The price of oil has remained strong lately, and there is potential for further increase as global crude consumption is expected to rise. Positive projections for global oil demand, a weaker U.S. dollar, and the ongoing supply cuts from OPEC+ have contributed to these price trends.

Meanwhile, oil stored at Cushing, OK, which serves as the delivery point for U.S. stocks, witnessed a considerable decrease of 2.9 million barrels from the previous week, bringing the total to 38.3 million barrels. This decline marked the largest weekly drop since Oct 22, 2021.

Natural Gas

ProShares Ultra Bloomberg Natural Gas (BOIL - Free Report) – Up 13.7%

Thanks to intense heat, demand for air-conditioning has surged. With natural gas powering nearly 40% of U.S. utility-scale electricity generation as per the Energy Information Administration, the scorching heat means higher cooling demand and the resultant usage of natural gas.
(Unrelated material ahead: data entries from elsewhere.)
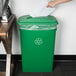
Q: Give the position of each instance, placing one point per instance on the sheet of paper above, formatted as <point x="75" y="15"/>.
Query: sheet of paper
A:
<point x="42" y="10"/>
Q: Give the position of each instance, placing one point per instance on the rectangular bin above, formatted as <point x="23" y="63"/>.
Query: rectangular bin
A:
<point x="37" y="42"/>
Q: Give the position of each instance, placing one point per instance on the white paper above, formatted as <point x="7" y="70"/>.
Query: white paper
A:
<point x="42" y="10"/>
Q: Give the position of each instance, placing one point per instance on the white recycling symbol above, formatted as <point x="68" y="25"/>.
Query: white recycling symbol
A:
<point x="38" y="41"/>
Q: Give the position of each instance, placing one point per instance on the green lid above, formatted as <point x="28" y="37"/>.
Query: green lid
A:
<point x="27" y="21"/>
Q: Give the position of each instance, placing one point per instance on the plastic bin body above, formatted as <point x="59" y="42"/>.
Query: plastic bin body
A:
<point x="37" y="48"/>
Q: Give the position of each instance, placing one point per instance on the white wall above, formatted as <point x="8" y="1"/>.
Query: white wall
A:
<point x="66" y="32"/>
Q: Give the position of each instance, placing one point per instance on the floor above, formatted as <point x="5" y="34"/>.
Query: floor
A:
<point x="60" y="69"/>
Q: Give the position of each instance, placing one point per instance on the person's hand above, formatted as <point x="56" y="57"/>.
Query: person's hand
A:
<point x="51" y="4"/>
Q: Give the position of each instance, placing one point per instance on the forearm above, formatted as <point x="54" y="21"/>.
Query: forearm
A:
<point x="61" y="1"/>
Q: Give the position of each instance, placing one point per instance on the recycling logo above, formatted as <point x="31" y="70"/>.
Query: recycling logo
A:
<point x="38" y="41"/>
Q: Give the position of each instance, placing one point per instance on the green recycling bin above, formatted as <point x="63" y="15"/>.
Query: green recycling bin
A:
<point x="37" y="35"/>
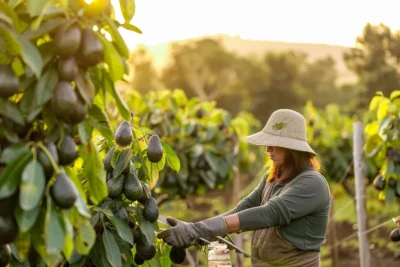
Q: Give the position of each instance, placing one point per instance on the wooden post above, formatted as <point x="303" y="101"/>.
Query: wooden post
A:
<point x="358" y="145"/>
<point x="332" y="236"/>
<point x="218" y="255"/>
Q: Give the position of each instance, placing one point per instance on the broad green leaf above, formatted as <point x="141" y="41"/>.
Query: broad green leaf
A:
<point x="172" y="158"/>
<point x="112" y="250"/>
<point x="31" y="56"/>
<point x="128" y="9"/>
<point x="23" y="245"/>
<point x="119" y="101"/>
<point x="32" y="185"/>
<point x="26" y="219"/>
<point x="114" y="61"/>
<point x="99" y="120"/>
<point x="11" y="111"/>
<point x="131" y="27"/>
<point x="54" y="228"/>
<point x="35" y="7"/>
<point x="85" y="237"/>
<point x="123" y="229"/>
<point x="11" y="175"/>
<point x="9" y="154"/>
<point x="117" y="39"/>
<point x="95" y="174"/>
<point x="68" y="247"/>
<point x="124" y="159"/>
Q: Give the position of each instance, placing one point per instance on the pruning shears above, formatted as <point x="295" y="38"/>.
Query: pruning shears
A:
<point x="229" y="244"/>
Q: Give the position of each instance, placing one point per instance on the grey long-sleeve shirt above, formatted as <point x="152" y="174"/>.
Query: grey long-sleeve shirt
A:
<point x="300" y="212"/>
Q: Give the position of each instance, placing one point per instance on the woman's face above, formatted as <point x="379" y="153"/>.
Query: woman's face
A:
<point x="277" y="154"/>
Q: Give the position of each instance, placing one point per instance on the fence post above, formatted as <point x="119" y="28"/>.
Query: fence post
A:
<point x="358" y="145"/>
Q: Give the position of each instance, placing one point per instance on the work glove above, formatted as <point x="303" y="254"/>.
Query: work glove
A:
<point x="184" y="234"/>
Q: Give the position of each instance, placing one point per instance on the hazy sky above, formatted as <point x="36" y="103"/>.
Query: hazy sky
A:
<point x="316" y="21"/>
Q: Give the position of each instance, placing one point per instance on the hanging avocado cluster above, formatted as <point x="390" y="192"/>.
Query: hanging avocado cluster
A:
<point x="77" y="50"/>
<point x="125" y="188"/>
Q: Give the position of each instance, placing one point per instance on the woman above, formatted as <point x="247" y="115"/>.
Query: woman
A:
<point x="288" y="211"/>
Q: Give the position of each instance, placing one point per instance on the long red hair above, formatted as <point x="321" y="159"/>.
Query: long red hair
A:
<point x="294" y="163"/>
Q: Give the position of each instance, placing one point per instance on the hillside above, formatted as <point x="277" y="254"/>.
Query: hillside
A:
<point x="241" y="46"/>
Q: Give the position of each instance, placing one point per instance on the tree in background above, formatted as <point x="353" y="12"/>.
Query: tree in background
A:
<point x="375" y="60"/>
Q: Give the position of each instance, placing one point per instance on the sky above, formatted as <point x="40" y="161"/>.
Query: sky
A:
<point x="308" y="21"/>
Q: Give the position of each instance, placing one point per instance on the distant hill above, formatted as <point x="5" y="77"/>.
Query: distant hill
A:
<point x="241" y="46"/>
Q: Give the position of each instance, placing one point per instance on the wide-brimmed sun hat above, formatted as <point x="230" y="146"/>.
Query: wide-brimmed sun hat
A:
<point x="285" y="128"/>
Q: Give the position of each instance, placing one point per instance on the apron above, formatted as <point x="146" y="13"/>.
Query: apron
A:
<point x="273" y="250"/>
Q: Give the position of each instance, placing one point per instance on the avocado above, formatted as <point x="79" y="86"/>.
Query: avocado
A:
<point x="123" y="135"/>
<point x="5" y="255"/>
<point x="107" y="160"/>
<point x="138" y="260"/>
<point x="64" y="100"/>
<point x="9" y="82"/>
<point x="133" y="189"/>
<point x="80" y="112"/>
<point x="7" y="205"/>
<point x="379" y="182"/>
<point x="150" y="211"/>
<point x="154" y="150"/>
<point x="67" y="68"/>
<point x="122" y="214"/>
<point x="392" y="183"/>
<point x="116" y="186"/>
<point x="91" y="50"/>
<point x="45" y="161"/>
<point x="67" y="40"/>
<point x="395" y="235"/>
<point x="63" y="191"/>
<point x="177" y="255"/>
<point x="67" y="152"/>
<point x="145" y="250"/>
<point x="8" y="230"/>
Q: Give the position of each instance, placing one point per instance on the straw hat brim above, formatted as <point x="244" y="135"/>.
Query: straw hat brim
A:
<point x="265" y="139"/>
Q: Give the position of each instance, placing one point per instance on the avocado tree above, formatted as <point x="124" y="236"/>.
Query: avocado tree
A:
<point x="59" y="61"/>
<point x="207" y="140"/>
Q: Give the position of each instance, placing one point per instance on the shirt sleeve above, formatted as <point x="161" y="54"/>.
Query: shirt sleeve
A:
<point x="252" y="200"/>
<point x="305" y="196"/>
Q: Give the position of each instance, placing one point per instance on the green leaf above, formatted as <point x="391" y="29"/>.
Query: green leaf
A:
<point x="26" y="219"/>
<point x="32" y="185"/>
<point x="11" y="111"/>
<point x="172" y="159"/>
<point x="112" y="250"/>
<point x="31" y="56"/>
<point x="54" y="228"/>
<point x="13" y="152"/>
<point x="95" y="174"/>
<point x="68" y="247"/>
<point x="128" y="9"/>
<point x="11" y="175"/>
<point x="123" y="229"/>
<point x="98" y="120"/>
<point x="131" y="27"/>
<point x="114" y="61"/>
<point x="124" y="159"/>
<point x="117" y="38"/>
<point x="85" y="237"/>
<point x="119" y="101"/>
<point x="35" y="7"/>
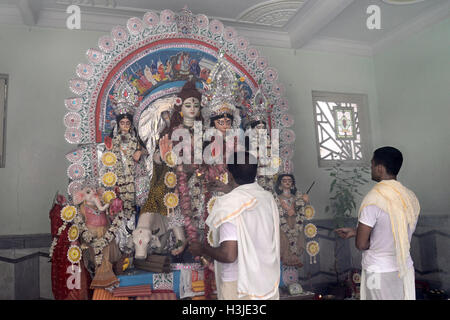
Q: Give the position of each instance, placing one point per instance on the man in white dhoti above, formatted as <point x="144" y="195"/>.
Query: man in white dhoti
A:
<point x="244" y="227"/>
<point x="387" y="219"/>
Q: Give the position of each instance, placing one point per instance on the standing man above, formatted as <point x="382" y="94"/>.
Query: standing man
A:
<point x="244" y="225"/>
<point x="387" y="220"/>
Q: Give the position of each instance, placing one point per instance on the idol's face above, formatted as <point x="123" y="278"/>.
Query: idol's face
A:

Geopolitical factors add to the potential for price growth. Europe's heavy dependence on natural gas supplies from Russia has been disturbed due to the ongoing war in Ukraine and the associated sanctions on Russia. As a result, the United States is under pressure to supply liquified natural gas to countries affected by the supply disruption (read: El Nino Likely to Boost Natural Gas ETFs in 2H23).

Healthcare

Direxion Daily Healthcare Bull 3x Shares (CURE - Free Report) – Up 10.3%

Upbeat earnings from J&J and United Healthcare shored up the healthcare space. J&J came up with upbeat earnings and is now forecasting full-year sales of $98.80 billion to $99.80 billion, about $1 billion higher than the guidance provided in April. UnitedHealth, too, beat on both lines and boosted guidance (read: Stocks in Focus on Dow Jones ETF's First 9-Day Run Since 2017).

Inverse FANG+

MicroSectors FANG+ Index -3X Inverse Leveraged ETN (FNGD - Free Report) – Up 8.9%

Growth stocks like FANG+ slumped last week while earnings weakness weighed heavily on Netflix shares (which is a FANG+ component), which declined 10.5% last week. The Tesla stock, too, dropped 5%. No wonder, FANG+’s inverse/leveraged version scaled up last week.